Michael Bollmer was a two-way player, a power hitter and a shutdown pitcher, with a promising college baseball future when he committed in 2013 to play at the University of Louisville. Dreams of greatness were reasonable for someone blessed with his talent.
Fate would intervene, however, with a series of injuries forcing Bollmer to the sidelines. Today, the UofL senior is finally healthy, pulling for his team, hoping his name will be called. He will be ready if and when Coach Dan McDonnell beckons.
Bollmer was catching the eyes of pro scouts at Lexington Bryan Station when he was recruited by McDonnell. The 6-foot-3, 215-pounder batted .424 and posted a 4-2 won-lost record, with a 2.15 earned run average his senior season.
“When UofL was recruiting Michael, they were recruiting him as a pitcher and a first baseman,” recalls his father Bob Bollmer. “He was one of the top pitchers in Lexington coming out of high school. He was the Fayette County Player of the Year and he was first team All-State during his junior and senior years. We were really looking forward to watching him at Louisville.”
Two weeks before the beginning of the 2013 season, Michael would tear his UCL in his pitching arm. The injury would require Tommy John surgery, forcing him to miss his entire freshman year. After recovering from the arm surgery, he would hurt his back lifting weights, herniating a disc, requiring him to have two back surgeries the same year.
“Michael tried to come back in 2014 but he really wasn’t ready,” said Bob. “I think he batted once that season. He really couldn’t work out much with the team because of his back.”
He played in nine games during in 2015 and, after injuring an ankle, appeared in only three games during his redshirt junior season in 2016. “That was another major setback,” said his dad. “He had been playing well in the fall.”
One month before the beginning of this season, Michael’s best friend (Cameron Hart) in high school, also a baseball player, was killed in an automobile accident in Lexington. Michael was a speaker at the funeral. “I dedicated this season to him, and he’s my ‘why’ for this season,” said the UofL reserve.

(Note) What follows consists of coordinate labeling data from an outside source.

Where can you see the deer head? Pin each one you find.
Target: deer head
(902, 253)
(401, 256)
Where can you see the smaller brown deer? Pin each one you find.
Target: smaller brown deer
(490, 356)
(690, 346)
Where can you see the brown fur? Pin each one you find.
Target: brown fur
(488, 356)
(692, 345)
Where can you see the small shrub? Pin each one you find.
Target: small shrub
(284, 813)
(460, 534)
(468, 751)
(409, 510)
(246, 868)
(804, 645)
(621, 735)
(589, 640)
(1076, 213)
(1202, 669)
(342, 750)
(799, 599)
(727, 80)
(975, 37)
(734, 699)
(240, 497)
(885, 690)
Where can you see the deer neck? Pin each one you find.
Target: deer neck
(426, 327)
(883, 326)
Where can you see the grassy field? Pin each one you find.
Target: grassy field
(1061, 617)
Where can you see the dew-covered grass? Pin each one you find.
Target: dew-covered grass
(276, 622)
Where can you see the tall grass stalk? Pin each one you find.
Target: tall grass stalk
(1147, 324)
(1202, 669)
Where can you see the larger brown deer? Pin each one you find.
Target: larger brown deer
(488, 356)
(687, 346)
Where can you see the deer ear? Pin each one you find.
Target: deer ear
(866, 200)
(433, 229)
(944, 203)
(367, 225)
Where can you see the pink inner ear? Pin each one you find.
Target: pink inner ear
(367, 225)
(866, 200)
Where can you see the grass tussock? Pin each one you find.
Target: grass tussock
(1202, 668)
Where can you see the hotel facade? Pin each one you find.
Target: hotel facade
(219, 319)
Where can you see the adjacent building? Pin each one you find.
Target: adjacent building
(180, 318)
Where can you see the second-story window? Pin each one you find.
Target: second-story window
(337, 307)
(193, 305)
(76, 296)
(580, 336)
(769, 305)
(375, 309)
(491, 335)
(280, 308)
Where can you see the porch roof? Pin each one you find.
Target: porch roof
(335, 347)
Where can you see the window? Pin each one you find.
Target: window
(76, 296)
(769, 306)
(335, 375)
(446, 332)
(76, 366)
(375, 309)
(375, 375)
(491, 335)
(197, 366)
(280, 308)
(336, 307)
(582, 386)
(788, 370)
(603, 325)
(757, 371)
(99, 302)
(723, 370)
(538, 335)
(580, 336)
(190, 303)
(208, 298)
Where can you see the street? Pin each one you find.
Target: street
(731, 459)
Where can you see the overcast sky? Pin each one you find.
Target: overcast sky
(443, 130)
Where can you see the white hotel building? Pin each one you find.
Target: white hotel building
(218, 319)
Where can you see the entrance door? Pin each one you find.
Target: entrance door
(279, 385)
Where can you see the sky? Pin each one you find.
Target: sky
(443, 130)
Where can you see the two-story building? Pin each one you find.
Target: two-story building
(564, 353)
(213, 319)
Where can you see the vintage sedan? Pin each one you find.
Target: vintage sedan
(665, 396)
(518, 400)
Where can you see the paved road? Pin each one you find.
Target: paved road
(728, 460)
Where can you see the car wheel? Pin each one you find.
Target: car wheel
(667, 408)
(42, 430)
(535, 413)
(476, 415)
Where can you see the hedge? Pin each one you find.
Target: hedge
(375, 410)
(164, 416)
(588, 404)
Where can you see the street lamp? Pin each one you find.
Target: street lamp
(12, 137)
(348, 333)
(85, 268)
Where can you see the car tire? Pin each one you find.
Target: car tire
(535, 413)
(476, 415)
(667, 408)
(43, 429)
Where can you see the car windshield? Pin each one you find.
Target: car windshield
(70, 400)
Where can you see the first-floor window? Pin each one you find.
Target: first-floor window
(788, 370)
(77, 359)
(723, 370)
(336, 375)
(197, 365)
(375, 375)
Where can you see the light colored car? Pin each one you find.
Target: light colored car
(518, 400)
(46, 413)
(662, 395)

Michael has played in 14 games this season, with five hits in 17 at bats, including a three-run home run against Morehead State. He was actually going to get to start a game on Senior Night against Florida State but, as fate would have it, the game was rained out and cancelled.
“It has been one thing after another, but Michael has never questioned whether he went to the right school,” said his dad. “He loves his team and he loves the school.”
Michael, who’s brother Bob, Jr. is also attending UofL, received a Bachelor’s degree in sports administration and is currently pursuing a Master’s degree in special education. He learned Spanish in early grade school and believes it will enable him to help more people. He intends to work with special education students and possibly become an athletic director.
Michael says he has no remorse about missing out on a professional baseball career. “Pro baseball was very much on my mind, but I think everything has worked out the way God wanted them,” he said.
He remains enthusiastic despite all the setbacks and confident that he can still contribute during his final weeks with the UofL baseball program. “That’s just how I was brought up, to finish what I started,” said Michael. “I have become brothers with my teammates and I want to do anything I can to help them get better.”
Despite his lack of playing time, Michael will be ready if McDonnell needs him during the post season tournaments. “I’m always ready, locked into the game, ready to going in and make a difference, no matter what,” he said. “I have all the confidence in the world. I will be ready.”